Although the gluteus medius does not contribute very much in terms of moment, there is significant variation in the moment it creates in the weaker and stronger states relative to its baseline strength (dotted black line), particularly from 60-100% of the gait cycle. When the gluteus medius is stronger, it creates more extension in swing (which is consistent with the increased percentage of force generation shown in the force plots), and when it is weaker it generates less extension (consistent with the reduced percentage of force generation). When the gluteus medius is weaker, the hamstrings compensate to some extent, which is visible especially in the case where the gluteus medius is at 40% strength (dark blue line). Interestingly, the gluteus maximus actually causes slightly less extension when gluteus medius is weaker, perhaps because the hamstrings generate excess extension moment to preserve kinematics (Figure 4)

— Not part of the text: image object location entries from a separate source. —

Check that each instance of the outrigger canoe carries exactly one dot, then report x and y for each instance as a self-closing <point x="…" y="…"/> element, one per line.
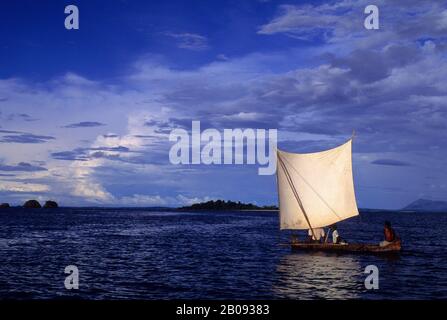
<point x="352" y="247"/>
<point x="316" y="190"/>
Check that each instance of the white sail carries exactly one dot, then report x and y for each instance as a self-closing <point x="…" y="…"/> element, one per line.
<point x="315" y="188"/>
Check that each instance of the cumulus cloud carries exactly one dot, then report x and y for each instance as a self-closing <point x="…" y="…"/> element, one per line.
<point x="85" y="124"/>
<point x="25" y="138"/>
<point x="189" y="41"/>
<point x="22" y="166"/>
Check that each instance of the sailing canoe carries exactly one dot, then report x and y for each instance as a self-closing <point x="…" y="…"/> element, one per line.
<point x="316" y="190"/>
<point x="352" y="247"/>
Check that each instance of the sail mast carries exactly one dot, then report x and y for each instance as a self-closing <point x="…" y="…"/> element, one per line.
<point x="295" y="193"/>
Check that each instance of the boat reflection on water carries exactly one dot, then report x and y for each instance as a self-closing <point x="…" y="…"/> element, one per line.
<point x="319" y="275"/>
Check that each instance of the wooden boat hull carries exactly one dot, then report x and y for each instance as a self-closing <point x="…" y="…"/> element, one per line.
<point x="352" y="247"/>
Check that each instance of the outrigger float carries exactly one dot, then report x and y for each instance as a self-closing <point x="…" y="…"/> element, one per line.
<point x="316" y="190"/>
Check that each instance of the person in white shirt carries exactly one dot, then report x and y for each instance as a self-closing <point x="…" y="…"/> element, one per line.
<point x="336" y="239"/>
<point x="317" y="235"/>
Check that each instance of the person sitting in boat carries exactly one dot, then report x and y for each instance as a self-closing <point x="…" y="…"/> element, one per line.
<point x="317" y="235"/>
<point x="336" y="239"/>
<point x="389" y="233"/>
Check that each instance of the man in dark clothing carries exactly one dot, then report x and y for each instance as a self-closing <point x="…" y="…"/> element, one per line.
<point x="389" y="234"/>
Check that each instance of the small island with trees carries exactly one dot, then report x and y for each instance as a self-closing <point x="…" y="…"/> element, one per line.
<point x="222" y="205"/>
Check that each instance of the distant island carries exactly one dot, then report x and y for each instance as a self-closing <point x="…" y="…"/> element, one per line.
<point x="427" y="205"/>
<point x="222" y="205"/>
<point x="33" y="204"/>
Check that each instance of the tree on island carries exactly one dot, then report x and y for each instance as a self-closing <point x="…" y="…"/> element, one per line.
<point x="32" y="204"/>
<point x="215" y="205"/>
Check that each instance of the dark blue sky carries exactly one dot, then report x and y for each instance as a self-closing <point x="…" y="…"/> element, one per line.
<point x="85" y="114"/>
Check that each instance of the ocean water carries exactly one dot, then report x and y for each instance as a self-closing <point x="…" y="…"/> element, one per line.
<point x="145" y="254"/>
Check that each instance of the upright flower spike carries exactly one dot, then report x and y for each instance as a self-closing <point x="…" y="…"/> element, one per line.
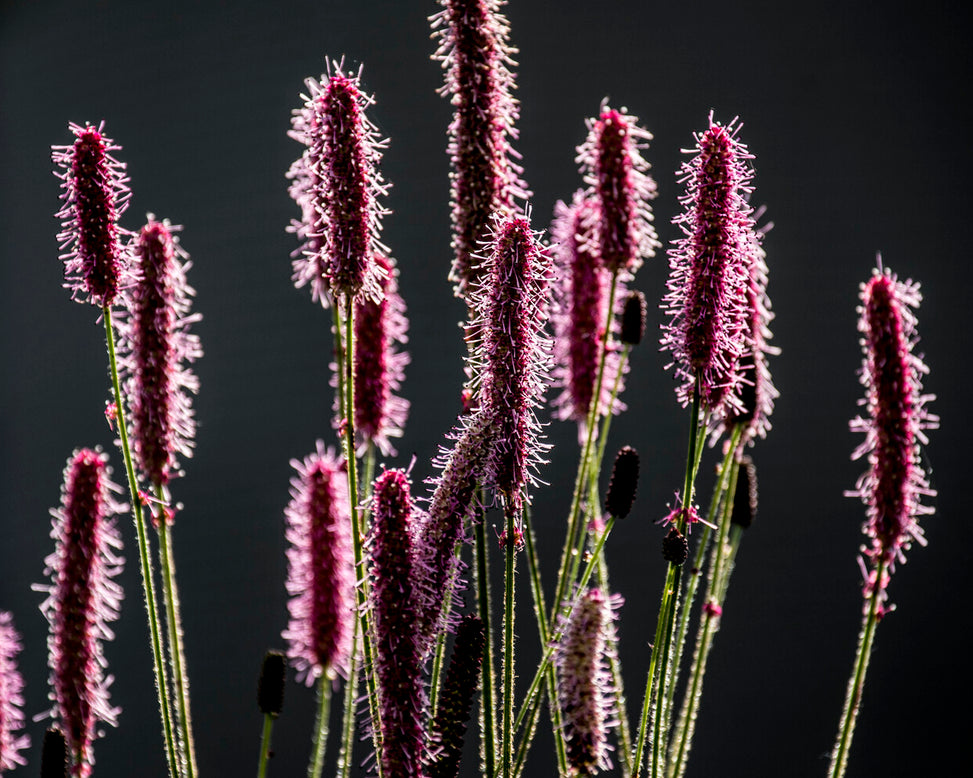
<point x="321" y="580"/>
<point x="95" y="195"/>
<point x="617" y="176"/>
<point x="82" y="600"/>
<point x="585" y="690"/>
<point x="398" y="653"/>
<point x="581" y="307"/>
<point x="710" y="269"/>
<point x="893" y="486"/>
<point x="12" y="742"/>
<point x="158" y="348"/>
<point x="485" y="178"/>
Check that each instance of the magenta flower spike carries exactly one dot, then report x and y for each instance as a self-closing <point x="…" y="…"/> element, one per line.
<point x="380" y="329"/>
<point x="12" y="742"/>
<point x="618" y="179"/>
<point x="398" y="653"/>
<point x="95" y="195"/>
<point x="157" y="349"/>
<point x="710" y="271"/>
<point x="485" y="177"/>
<point x="895" y="483"/>
<point x="82" y="600"/>
<point x="337" y="185"/>
<point x="585" y="689"/>
<point x="581" y="306"/>
<point x="320" y="580"/>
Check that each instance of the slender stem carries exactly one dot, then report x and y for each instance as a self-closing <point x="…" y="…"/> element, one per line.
<point x="856" y="683"/>
<point x="145" y="559"/>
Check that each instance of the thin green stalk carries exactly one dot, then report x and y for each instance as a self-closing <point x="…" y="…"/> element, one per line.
<point x="145" y="559"/>
<point x="856" y="683"/>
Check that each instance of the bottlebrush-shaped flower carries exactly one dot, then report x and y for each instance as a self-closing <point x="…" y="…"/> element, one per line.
<point x="618" y="179"/>
<point x="11" y="697"/>
<point x="321" y="578"/>
<point x="157" y="348"/>
<point x="581" y="307"/>
<point x="95" y="195"/>
<point x="585" y="689"/>
<point x="893" y="486"/>
<point x="380" y="327"/>
<point x="398" y="653"/>
<point x="485" y="178"/>
<point x="710" y="270"/>
<point x="338" y="186"/>
<point x="82" y="600"/>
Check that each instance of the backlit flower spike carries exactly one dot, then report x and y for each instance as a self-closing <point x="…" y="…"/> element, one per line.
<point x="398" y="649"/>
<point x="321" y="579"/>
<point x="340" y="175"/>
<point x="578" y="316"/>
<point x="618" y="179"/>
<point x="485" y="177"/>
<point x="82" y="600"/>
<point x="710" y="269"/>
<point x="895" y="483"/>
<point x="158" y="349"/>
<point x="586" y="692"/>
<point x="12" y="741"/>
<point x="381" y="329"/>
<point x="95" y="194"/>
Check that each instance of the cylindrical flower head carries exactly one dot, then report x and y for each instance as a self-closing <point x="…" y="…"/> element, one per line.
<point x="617" y="177"/>
<point x="158" y="348"/>
<point x="893" y="486"/>
<point x="485" y="178"/>
<point x="581" y="306"/>
<point x="380" y="329"/>
<point x="12" y="742"/>
<point x="95" y="195"/>
<point x="585" y="689"/>
<point x="398" y="655"/>
<point x="321" y="578"/>
<point x="710" y="268"/>
<point x="82" y="600"/>
<point x="341" y="178"/>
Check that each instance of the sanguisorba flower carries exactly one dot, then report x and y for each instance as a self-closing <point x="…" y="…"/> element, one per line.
<point x="82" y="600"/>
<point x="321" y="579"/>
<point x="158" y="349"/>
<point x="12" y="741"/>
<point x="95" y="195"/>
<point x="710" y="270"/>
<point x="895" y="483"/>
<point x="485" y="178"/>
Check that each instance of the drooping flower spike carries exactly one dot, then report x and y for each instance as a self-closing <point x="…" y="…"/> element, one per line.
<point x="12" y="741"/>
<point x="710" y="271"/>
<point x="83" y="599"/>
<point x="95" y="195"/>
<point x="320" y="580"/>
<point x="618" y="179"/>
<point x="157" y="349"/>
<point x="485" y="177"/>
<point x="895" y="483"/>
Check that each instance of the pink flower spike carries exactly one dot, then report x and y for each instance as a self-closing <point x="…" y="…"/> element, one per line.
<point x="321" y="578"/>
<point x="617" y="177"/>
<point x="710" y="269"/>
<point x="895" y="483"/>
<point x="485" y="179"/>
<point x="157" y="349"/>
<point x="11" y="697"/>
<point x="95" y="195"/>
<point x="82" y="600"/>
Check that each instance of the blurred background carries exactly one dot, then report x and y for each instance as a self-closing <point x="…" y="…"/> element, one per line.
<point x="858" y="118"/>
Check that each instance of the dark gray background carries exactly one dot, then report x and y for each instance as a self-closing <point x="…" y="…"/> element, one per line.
<point x="859" y="118"/>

Figure 4: Table of total hip flexion moment and moment contributions from the adductor magnus, gluteus maximus, hamstring, and gluteus medius across changing gluteus medius strengths (40%, 80%, 100%, 120%, 140% strength) in unloaded condition



In the unloaded condition with changing hamstring strength, kinematics were not maintained at 40% hamstring strength (which may be the reason why  the adductor magnus and gluteus maximus had a  roughly 55-60% increase in force generation at this level of hamstring strength). With changing hamstring strength, the gluteus medius was very unresponsive, and the adductor magnus added only slightly more extension when the hamstrings were very weak at 40% strength. However, when the hamstrings were weakened, gluteus maximus does act to compensate by increasing its hip extension moment contribution, and with stronger hamstrings, the gluteus maximus decreases its extension moment. In addition, relative to the amount of hip extension contribution that was generated at baseline strength, the hamstrings show a greater increase in extension moment when strengthened compared to the gluteus medius, although the relative increase in force generation is higher in the gluteus medius (Figure 5)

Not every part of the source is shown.